À Cuba, commence ce lundi 13 août un débat populaire qui durera trois mois sur le projet de la nouvelle Constitution. Une Constitution qui reconnaîtra notamment le rôle du marché et de l'activité privée dans l'économie cubaine. Mais les Cubains pourront y contribuer de façon restreinte.


Avant d'être soumis à référendum le 24 février février prochain, le projet de nouvelle Constitution, approuvé par les députés le 22 juillet dernier, doit être soumis aux citoyens cubains. Le projet est dans le cadre «d'un débat populaire» organisé dès ce lundi 13 août et jusqu'au 15 novembre dans les entreprises, les écoles et universités et les quartiers.
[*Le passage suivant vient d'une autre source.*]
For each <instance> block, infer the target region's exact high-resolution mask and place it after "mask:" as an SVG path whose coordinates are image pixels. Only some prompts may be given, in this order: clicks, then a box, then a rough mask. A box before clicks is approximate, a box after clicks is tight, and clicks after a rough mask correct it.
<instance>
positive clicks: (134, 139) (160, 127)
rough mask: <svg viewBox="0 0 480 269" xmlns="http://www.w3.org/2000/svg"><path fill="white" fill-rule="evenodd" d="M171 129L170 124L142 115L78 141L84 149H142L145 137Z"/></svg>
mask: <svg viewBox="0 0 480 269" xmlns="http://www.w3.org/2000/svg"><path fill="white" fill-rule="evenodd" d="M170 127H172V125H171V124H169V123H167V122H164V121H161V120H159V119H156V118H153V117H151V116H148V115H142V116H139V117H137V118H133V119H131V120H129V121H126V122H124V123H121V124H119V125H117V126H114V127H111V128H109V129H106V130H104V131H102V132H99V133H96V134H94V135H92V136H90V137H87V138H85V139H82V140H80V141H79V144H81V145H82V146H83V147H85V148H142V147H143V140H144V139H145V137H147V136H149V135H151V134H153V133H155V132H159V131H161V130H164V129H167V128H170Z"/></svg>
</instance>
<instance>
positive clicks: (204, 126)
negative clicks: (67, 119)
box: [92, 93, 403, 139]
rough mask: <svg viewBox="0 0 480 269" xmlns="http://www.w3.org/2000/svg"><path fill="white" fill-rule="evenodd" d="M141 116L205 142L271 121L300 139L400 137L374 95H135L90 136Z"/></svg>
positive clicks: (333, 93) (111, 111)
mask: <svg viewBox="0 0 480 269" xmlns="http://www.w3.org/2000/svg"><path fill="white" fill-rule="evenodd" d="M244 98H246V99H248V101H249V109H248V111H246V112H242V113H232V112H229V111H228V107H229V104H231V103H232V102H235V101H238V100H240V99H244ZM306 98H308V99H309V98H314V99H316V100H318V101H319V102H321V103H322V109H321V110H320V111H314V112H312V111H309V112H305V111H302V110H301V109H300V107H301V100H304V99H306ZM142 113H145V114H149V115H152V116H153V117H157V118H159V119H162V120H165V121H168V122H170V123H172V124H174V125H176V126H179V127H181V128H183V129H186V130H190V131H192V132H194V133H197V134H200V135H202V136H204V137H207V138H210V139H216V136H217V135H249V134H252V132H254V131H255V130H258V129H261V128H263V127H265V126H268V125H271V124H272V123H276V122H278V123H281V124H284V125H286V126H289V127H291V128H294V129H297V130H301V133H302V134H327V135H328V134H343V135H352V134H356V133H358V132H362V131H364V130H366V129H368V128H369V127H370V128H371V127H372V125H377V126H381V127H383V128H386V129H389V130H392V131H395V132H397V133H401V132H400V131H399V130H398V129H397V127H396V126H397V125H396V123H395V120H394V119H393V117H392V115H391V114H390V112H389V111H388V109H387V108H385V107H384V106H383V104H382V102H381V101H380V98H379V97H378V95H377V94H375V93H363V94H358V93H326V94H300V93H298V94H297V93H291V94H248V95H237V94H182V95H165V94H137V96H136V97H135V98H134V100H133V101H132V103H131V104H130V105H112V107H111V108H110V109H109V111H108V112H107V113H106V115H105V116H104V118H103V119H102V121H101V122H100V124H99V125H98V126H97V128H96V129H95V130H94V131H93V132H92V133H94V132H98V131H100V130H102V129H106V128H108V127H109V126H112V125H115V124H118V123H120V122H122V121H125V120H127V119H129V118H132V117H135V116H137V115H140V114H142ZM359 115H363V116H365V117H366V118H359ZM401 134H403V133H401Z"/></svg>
Claude Morin indique qu'il y a, malgré tout, « vraiment un intérêt, de la part de la population » au projet 13/08/2018 - par Victor Zammit Écouter

Le débat « va être organisé sur les lieux de travail, les lieux de résidence des Cubains, à l’université et dans l’équivalent des lycées, de manière à ce que toute la population qui le souhaite puisse être partie prenante de la discussion. On s’attend à ce qu’il y ait environ 130 000 points de rencontre pour discuter du projet de Constitution », nous expliqueClaude Morin, professeur honoraire à l'Université de Montréal, historien et spécialiste de l'Amérique latine.

Plus de 690 000 exemplaires du projet de Constitution ont déjà été vendus à la population de l’île. « J’ai vu que l’on avait publié plus d’un million d’exemplaires, qui ont été vendus à un peso, ce n’est environ même pas 20 centimes d’euros pour que les gens se le procurent. Il y a déjà eu plus de 690 000 exemplaires qui avaient été achetés par les Cubains. Donc il y a vraiment un intérêt, de la part de la population, à lire et à discuter de ce projet actuel. »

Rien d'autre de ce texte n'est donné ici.